Capítulo 612
O Retorno do Professor das Runas
Anos de treinamento eram a única coisa que permitia a Garina manter o corpo imóvel, apesar da energia nervosa que a percorria. Ela não podia fazer nada além de observar Crone se aproximar de Vermil, encarando a mão estendida do mortal.
Garina não se lembrava da última vez em que estivera tão preocupada com uma conversa. Nem mesmo a revelação do Profeta de que Decras havia chamado um mortal a abalara tanto. Uma parte distante de sua mente se contorcia em desconforto.
É isso que acontece quando você se permite ter fraquezas. Ferdinand foi um erro. Se apegar a alguém mais fraco que você é pedir para se machucar.
Essa parte de sua mente mal conseguiu expressar seu protesto antes que a lógica a esmagasse. Garina precisou apenas de uma olhada ao redor para perceber que seu pensamento não poderia estar mais longe da realidade.
Todos os mortais que se apresentaram para enfrentar a morte certa em uma luta contra ela por Vermil já haviam deixado isso evidente. Talvez o cuidado fosse uma fraqueza agora, mas se eles conseguissem sobreviver até se tornarem poderosos...
Esses laços eram raros entre os magos poderosos. A maioria deles não chegou onde estava sendo confiável. O caminho para o poder que Garina trilhou estava coberto de cadáveres e pintado de sangue. A maioria dos outros notáveis trilhou o caminho ao lado dela.
Um grupo inteiro de magos de Rank 7 que confiavam uns nos outros a esse ponto... a nuca de Garina se arrepiou.
Eles seriam capazes de destruir os Apóstolos.

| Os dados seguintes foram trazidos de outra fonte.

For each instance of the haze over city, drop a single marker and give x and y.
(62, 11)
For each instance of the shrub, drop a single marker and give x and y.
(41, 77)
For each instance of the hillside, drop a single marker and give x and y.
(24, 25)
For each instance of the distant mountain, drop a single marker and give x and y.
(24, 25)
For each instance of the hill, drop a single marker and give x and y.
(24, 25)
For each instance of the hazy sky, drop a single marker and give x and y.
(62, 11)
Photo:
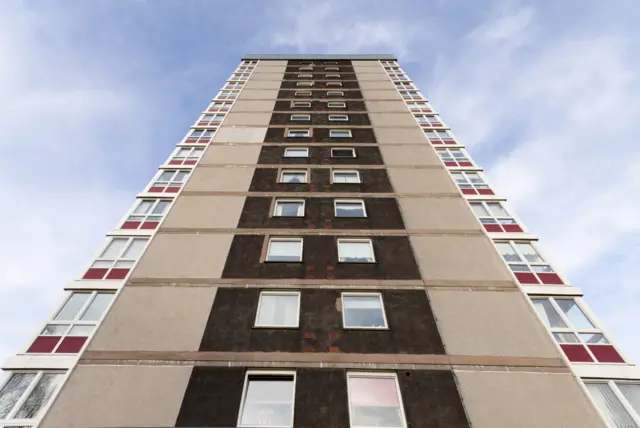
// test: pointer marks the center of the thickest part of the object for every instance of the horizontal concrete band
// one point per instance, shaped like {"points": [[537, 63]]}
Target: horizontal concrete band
{"points": [[281, 359]]}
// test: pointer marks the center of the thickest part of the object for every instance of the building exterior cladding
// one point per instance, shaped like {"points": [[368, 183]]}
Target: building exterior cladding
{"points": [[320, 251]]}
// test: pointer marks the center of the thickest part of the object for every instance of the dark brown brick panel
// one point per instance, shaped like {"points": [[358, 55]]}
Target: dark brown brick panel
{"points": [[394, 255], [412, 328], [382, 213]]}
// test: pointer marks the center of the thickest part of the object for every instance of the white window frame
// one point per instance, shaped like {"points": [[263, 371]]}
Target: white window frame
{"points": [[363, 294], [359, 241], [349, 201], [283, 239], [278, 293], [289, 200], [380, 375], [333, 175], [245, 388]]}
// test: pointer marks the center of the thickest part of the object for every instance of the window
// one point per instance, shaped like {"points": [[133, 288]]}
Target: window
{"points": [[618, 401], [186, 156], [278, 309], [147, 214], [169, 181], [211, 120], [284, 250], [471, 183], [350, 208], [340, 133], [296, 152], [73, 324], [494, 217], [301, 104], [374, 400], [117, 259], [300, 117], [527, 265], [298, 133], [25, 395], [336, 104], [439, 137], [293, 176], [267, 399], [346, 176], [363, 310], [343, 152], [200, 136], [454, 157], [289, 208], [355, 251], [577, 335]]}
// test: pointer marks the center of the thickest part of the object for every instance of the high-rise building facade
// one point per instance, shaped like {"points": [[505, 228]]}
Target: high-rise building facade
{"points": [[320, 251]]}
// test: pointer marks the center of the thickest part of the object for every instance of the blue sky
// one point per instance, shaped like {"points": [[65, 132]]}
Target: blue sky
{"points": [[95, 94]]}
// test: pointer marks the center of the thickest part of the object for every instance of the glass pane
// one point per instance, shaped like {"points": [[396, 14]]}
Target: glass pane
{"points": [[73, 305], [39, 397], [13, 390], [268, 403], [574, 313], [548, 313], [610, 406], [362, 311], [355, 252], [114, 248], [374, 402], [97, 307], [278, 310]]}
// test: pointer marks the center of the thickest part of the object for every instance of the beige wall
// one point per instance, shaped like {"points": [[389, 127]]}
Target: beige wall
{"points": [[156, 319], [451, 258], [119, 396], [184, 255], [525, 400], [204, 212], [492, 323]]}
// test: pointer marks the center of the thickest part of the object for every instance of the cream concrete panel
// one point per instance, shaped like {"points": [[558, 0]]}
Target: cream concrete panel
{"points": [[183, 255], [214, 212], [386, 107], [235, 118], [525, 400], [425, 181], [434, 214], [381, 94], [453, 258], [417, 154], [258, 94], [240, 134], [407, 135], [119, 396], [489, 323], [156, 319], [212, 179], [253, 106], [388, 119], [231, 154], [262, 84]]}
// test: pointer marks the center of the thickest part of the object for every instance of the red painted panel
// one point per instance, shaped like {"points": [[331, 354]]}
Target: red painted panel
{"points": [[130, 225], [576, 353], [606, 353], [71, 345], [526, 278], [95, 273], [550, 278], [512, 228], [43, 344], [118, 273]]}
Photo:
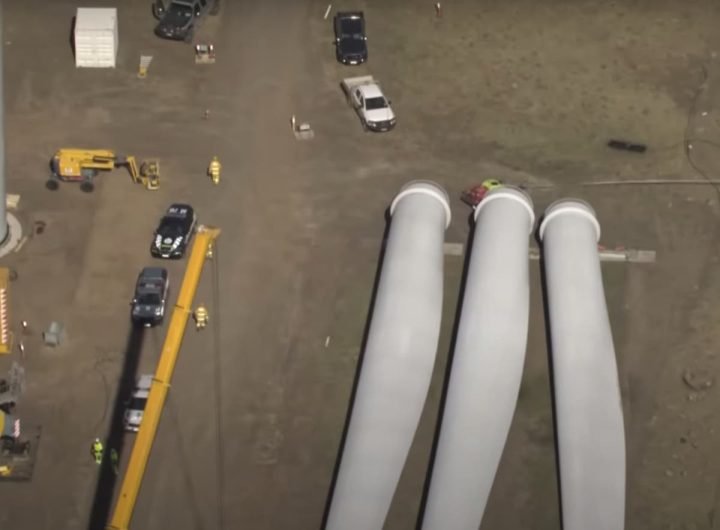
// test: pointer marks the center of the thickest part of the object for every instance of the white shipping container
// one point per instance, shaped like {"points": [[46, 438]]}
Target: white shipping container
{"points": [[96, 37]]}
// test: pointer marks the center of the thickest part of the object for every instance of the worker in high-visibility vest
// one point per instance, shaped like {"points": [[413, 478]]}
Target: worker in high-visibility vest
{"points": [[98, 451], [201, 317], [214, 170]]}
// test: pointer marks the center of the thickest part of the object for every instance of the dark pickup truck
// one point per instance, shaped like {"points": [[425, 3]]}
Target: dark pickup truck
{"points": [[179, 18], [151, 290], [350, 39]]}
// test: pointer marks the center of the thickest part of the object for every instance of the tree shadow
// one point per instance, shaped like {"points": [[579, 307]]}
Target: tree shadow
{"points": [[115, 438]]}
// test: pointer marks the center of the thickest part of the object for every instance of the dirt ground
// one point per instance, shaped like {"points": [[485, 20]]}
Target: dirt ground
{"points": [[528, 92]]}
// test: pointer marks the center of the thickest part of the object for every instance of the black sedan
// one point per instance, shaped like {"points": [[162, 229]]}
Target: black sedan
{"points": [[174, 232], [350, 39]]}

Até mesmo a Igreja do Repouso se mantém unida por fios tênues e rostos sorridentes que escondem lâminas na escuridão. Cada um está nisso para o seu próprio ganho.

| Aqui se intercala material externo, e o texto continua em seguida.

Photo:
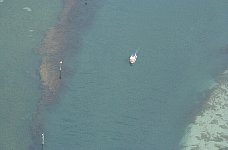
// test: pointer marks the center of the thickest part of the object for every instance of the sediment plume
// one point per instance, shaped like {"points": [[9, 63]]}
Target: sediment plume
{"points": [[210, 128], [51, 50]]}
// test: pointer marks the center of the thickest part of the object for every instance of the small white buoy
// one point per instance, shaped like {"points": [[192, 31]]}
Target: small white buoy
{"points": [[27, 8], [42, 135]]}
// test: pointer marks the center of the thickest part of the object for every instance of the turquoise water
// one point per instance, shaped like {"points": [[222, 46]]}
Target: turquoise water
{"points": [[21, 35], [108, 104], [104, 103]]}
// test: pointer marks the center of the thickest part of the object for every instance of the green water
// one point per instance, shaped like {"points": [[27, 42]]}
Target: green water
{"points": [[103, 102], [21, 35], [108, 104]]}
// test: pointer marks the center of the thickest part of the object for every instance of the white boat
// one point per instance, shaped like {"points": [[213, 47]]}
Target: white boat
{"points": [[133, 58]]}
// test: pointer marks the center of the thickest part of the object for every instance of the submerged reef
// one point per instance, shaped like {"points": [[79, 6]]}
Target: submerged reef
{"points": [[51, 50], [209, 131]]}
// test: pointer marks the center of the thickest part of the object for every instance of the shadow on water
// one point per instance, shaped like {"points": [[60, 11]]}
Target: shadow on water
{"points": [[60, 42]]}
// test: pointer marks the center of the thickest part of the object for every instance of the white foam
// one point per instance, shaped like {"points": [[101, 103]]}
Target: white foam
{"points": [[210, 129]]}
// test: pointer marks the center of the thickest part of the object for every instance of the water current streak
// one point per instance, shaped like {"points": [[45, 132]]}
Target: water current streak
{"points": [[74, 16]]}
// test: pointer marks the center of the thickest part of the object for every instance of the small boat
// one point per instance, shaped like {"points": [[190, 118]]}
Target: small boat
{"points": [[133, 58]]}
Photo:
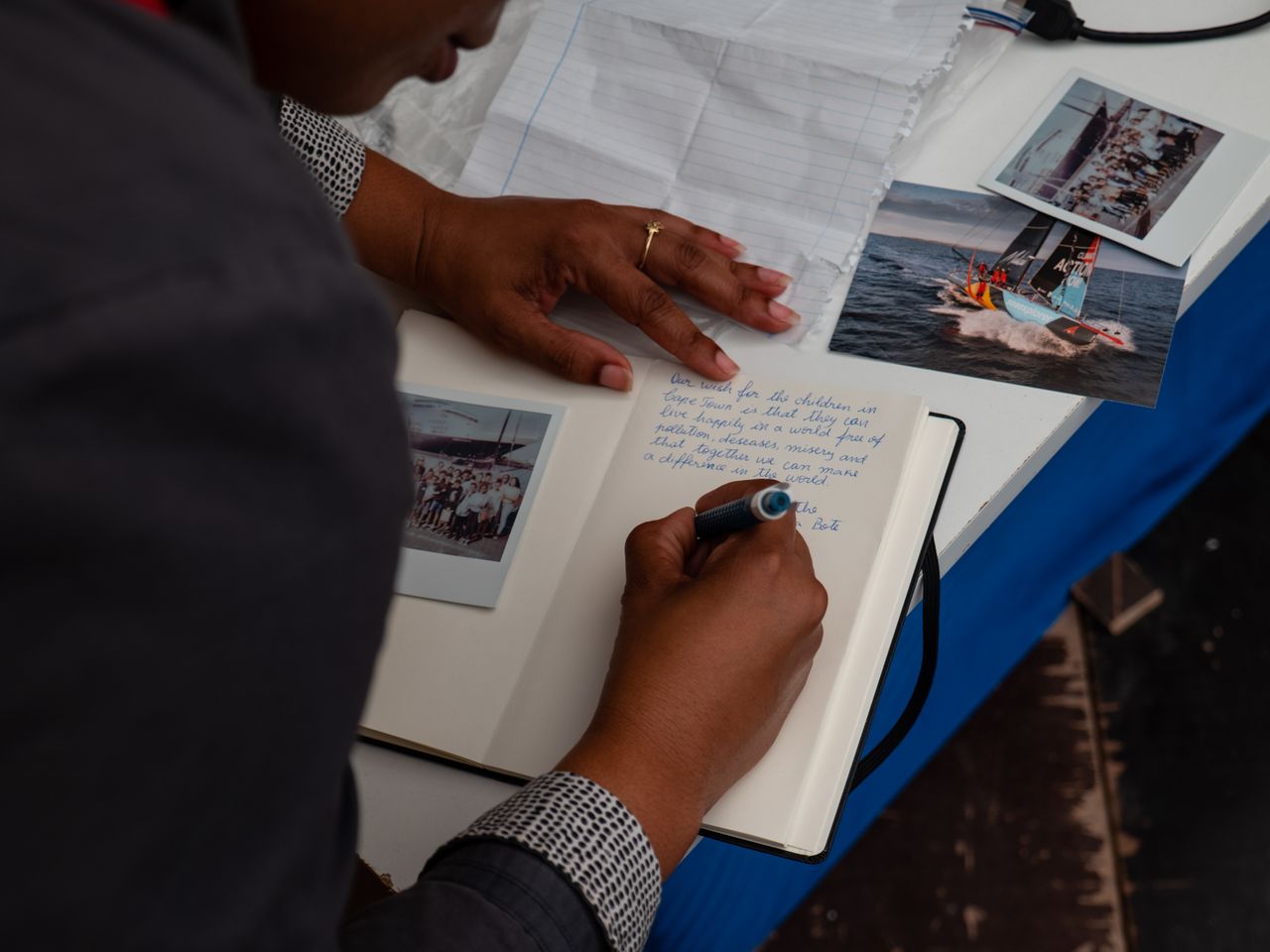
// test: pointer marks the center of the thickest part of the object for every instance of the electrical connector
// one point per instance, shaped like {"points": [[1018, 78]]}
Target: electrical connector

Infelizmente, o grupo de Vermil ainda não era um pequeno exército de monstros de Rank 7. Eles eram um punhado de mortais fracos diante do segundo Apóstolo.
“Que jogo você está jogando, Garina?” Crone exigiu. “Esse galhinho magricelo e patético? Você quer que eu acredite que este é seu discípulo?”

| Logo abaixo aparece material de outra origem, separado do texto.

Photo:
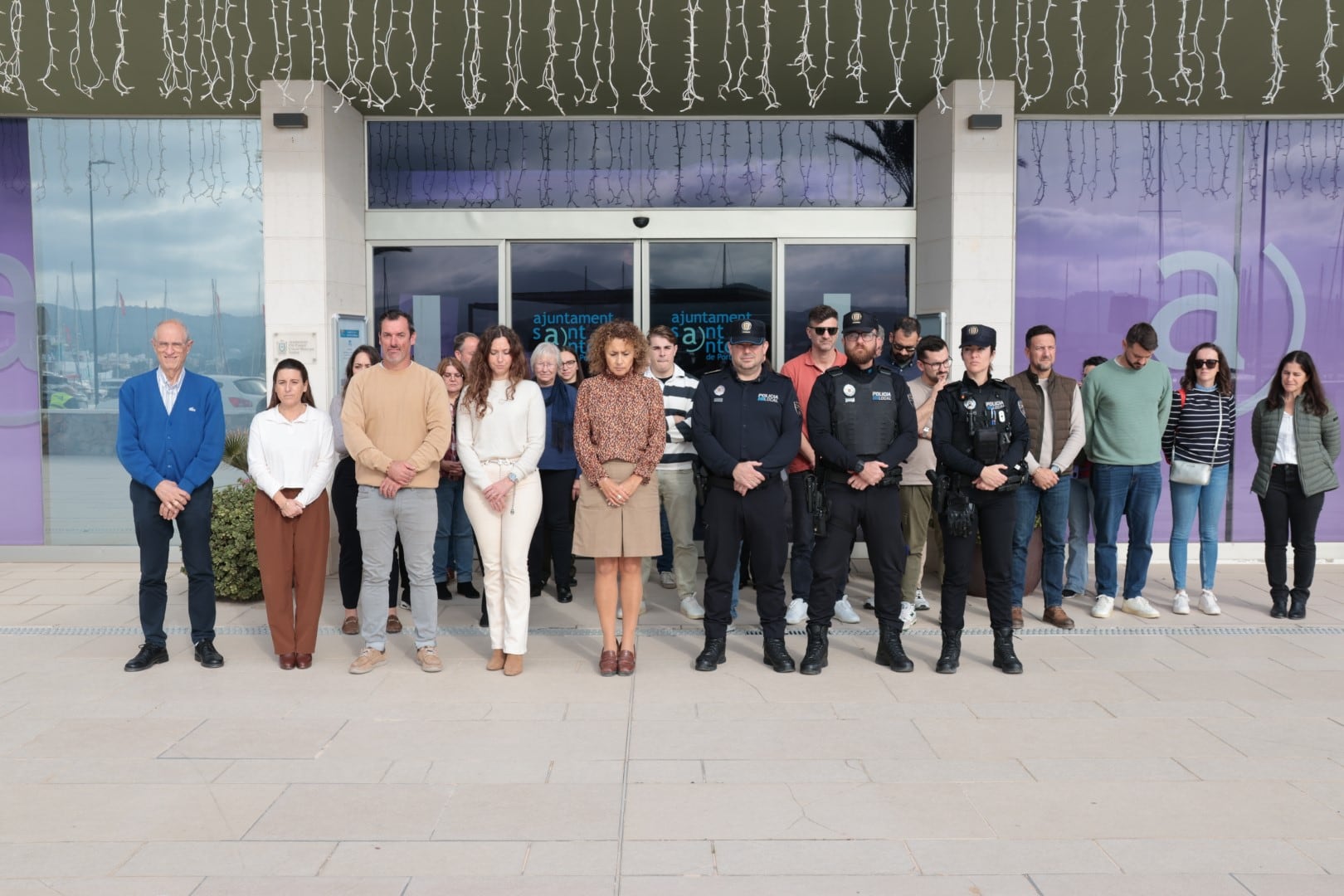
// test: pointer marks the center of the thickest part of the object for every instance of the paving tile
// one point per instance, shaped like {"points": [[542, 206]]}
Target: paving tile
{"points": [[382, 859], [240, 859], [1207, 856], [802, 857], [530, 811], [353, 811], [1010, 857]]}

“Não importa o que você acredite,” Garina disse, deixando o desdém transparecer em suas palavras. Ela considerou cuspir no chão, mas descartou a ideia. Não havia necessidade de ser tão grosseira. Ela assentiu para a mão de Vermil. “Reconheça meu aprendiz.”
“Eu não vou,” Crone disse. Ele ignorou a mão de Vermil e ergueu a mão para o cabo da enorme espada pendurada em suas costas. “Eu não sou tolo, Garina. Este não é seu aprendiz. Este é aquele que procuramos. Você está tentando escondê-lo de mim para receber a recompensa você mesma.”
Que merda.
Bem, não tem jeito, então. Entre os Apóstolos ou Ferdinand... esses idiotas vestidos de lençol que se danem, e Decras também. Vai ser divertido ver como me saio contra Crone depois de todos esses anos.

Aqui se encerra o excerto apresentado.